Годдар встал со стула и прошелся по комнате.
— Во всем этом очень трудно сразу разобраться, — сказал он, останавливаясь перед поверенным. — Что вы бы мне посоветовали?
— Вам следует, как можно скорее, поехать в Бирмингем и побывать в главной конторе нотариуса Тэйлор и Блайс. Они подробно переговорят с вами обо всем — в особенности относительно магазина.
— Его необходимо продать, — быстро сказал Годдар. — Я в этом ничего не понимаю.
— Я бы не советовал продавать его, — сказал поверенный. — По-видимому, это крупное дело. Вам следует его сохранить. Войдите в курс этого дела — и вы скоро с ним освоитесь.
— И сделаюсь галантерейщиком? О, нет! Я очень горжусь своим ремеслом и охотно продолжал бы его.
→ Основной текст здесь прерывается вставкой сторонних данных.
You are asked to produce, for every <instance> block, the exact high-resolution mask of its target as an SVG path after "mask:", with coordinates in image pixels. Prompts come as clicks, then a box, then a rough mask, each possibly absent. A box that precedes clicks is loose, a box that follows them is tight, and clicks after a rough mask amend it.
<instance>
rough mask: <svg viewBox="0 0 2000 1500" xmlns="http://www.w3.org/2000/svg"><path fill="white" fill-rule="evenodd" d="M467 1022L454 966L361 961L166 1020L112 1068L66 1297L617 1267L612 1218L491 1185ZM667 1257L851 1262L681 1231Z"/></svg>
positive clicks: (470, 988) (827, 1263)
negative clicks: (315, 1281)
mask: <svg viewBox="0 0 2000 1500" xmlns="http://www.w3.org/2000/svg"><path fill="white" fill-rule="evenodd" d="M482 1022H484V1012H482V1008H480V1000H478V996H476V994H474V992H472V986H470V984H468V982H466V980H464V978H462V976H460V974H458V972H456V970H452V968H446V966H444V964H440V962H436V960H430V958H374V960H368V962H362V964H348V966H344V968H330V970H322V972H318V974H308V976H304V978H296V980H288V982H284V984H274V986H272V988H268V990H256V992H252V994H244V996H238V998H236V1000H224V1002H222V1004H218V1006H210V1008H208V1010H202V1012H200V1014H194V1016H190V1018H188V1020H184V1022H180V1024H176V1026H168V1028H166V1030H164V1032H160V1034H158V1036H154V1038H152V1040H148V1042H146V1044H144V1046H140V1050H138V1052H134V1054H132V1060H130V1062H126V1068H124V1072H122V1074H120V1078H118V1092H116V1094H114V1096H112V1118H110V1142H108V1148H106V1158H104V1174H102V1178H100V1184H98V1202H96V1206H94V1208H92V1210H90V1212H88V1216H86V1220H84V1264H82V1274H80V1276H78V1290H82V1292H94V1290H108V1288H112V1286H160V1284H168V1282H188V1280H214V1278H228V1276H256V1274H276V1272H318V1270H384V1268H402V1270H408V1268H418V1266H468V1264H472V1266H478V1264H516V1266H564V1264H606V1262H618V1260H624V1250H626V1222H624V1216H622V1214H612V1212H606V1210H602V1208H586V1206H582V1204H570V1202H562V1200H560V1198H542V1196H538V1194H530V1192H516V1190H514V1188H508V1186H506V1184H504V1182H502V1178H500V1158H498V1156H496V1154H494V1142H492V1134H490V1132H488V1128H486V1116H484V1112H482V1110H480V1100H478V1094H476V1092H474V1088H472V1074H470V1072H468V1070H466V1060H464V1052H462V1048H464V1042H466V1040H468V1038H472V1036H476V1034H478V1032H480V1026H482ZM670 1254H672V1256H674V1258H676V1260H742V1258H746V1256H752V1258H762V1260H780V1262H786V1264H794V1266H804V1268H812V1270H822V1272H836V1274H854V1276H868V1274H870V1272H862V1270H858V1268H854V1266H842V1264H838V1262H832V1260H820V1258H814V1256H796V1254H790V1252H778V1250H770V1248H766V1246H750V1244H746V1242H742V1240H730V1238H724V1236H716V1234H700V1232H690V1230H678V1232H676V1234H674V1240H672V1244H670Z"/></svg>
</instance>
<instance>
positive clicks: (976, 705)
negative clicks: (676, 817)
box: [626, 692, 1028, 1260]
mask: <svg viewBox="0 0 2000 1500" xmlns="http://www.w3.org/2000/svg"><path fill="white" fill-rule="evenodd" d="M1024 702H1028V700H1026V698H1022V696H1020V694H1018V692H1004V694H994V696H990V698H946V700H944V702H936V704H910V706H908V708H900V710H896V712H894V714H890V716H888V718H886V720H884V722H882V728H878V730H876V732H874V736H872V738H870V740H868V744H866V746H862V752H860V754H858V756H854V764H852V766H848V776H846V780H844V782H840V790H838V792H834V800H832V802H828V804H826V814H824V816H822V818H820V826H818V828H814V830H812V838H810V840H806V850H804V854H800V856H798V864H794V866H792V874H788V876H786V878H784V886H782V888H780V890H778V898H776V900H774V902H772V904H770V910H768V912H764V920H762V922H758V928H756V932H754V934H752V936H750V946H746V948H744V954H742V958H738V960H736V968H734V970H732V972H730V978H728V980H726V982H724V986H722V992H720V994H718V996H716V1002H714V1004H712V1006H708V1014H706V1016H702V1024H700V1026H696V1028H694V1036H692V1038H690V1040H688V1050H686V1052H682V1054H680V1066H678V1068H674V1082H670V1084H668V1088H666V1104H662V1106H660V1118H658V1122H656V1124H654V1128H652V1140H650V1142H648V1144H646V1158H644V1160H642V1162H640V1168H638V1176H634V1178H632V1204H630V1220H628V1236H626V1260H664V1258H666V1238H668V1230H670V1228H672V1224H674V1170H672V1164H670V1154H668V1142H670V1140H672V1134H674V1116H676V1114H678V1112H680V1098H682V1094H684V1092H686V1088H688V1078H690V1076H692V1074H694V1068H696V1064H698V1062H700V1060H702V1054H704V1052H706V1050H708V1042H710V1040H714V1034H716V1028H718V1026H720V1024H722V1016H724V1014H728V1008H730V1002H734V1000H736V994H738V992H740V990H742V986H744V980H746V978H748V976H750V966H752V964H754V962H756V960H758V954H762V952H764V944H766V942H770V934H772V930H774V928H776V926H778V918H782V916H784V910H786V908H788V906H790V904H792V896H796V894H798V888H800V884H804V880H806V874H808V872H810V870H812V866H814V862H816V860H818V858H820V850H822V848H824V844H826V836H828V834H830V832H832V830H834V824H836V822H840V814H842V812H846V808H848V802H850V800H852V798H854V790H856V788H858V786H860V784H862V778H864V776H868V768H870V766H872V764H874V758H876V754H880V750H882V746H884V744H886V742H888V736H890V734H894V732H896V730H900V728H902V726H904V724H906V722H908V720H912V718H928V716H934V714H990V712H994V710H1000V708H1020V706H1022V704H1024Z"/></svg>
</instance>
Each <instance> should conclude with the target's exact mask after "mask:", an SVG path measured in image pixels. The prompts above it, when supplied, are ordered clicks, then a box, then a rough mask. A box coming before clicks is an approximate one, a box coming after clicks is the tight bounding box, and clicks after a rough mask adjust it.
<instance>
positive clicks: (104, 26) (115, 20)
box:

Но носить длинный сюртук и продавать воротнички и галстухи за прилавком — я боюсь, что не гожусь для этого.
Он засмеялся, представив себя приказчиком. Поверенный тоже улыбнулся. Смуглое, энергичное лицо с большим лбом и блестящими глазами, в которых сверкали сила и ум, казалось, было создано для более серьезной работы, чем покупка и продажа галантерейного товара.
— Ну, вы об этом еще подумайте, — сказал адвокат.
— Да, — сказал Годдар, — мне вообще о многом придется подумать эти дни.
Он сел в поезд окружной дороги и поехал обратно в мастерскую, откуда он отлучился на несколько часов. Всю дорогу он был словно во сне. Мысль о богатстве, так внезапно свалившемся на него, все еще не укладывалась в его сознании. Одна за другой возникали в его воображении картины предстоящих перемен в его жизни — одна перемена влекла за собой немедленно другую. Он бросит свое ремесло или, если будет им заниматься, то только в виде развлечения. Никогда во всю жизнь ему не придется работать ни одного часа для заработка. Он сможет жить в удобном собственном доме, окружить себя книгами — перед его глазами мелькнул бесконечный ряд полок. Обладание крупным доходом вызовет перемену в привычках, в пище, в одежде. У него будет бесконечно много свободного времени. Мысль, постепенно пробивавшаяся в его сознании, осветила, как солнце, его мозг ставила его сердце забиться трепетной радостью — перед ним открылась великая работа его жизни. Ему не придется больше стоять у края великой борьбы, отдавая ей только немногие часы свободного времени. Он сможет окунуться в самую ее середину и отдать на борьбу за народное дело весь свой ум, сердце и энергию. Лицо его горело, он взволнованно дышал: день был очень холодный и пассажир, сидевший против него в вагоне третьего класса, с удивлением смотрел, как Годдар отирал пот со своего лба.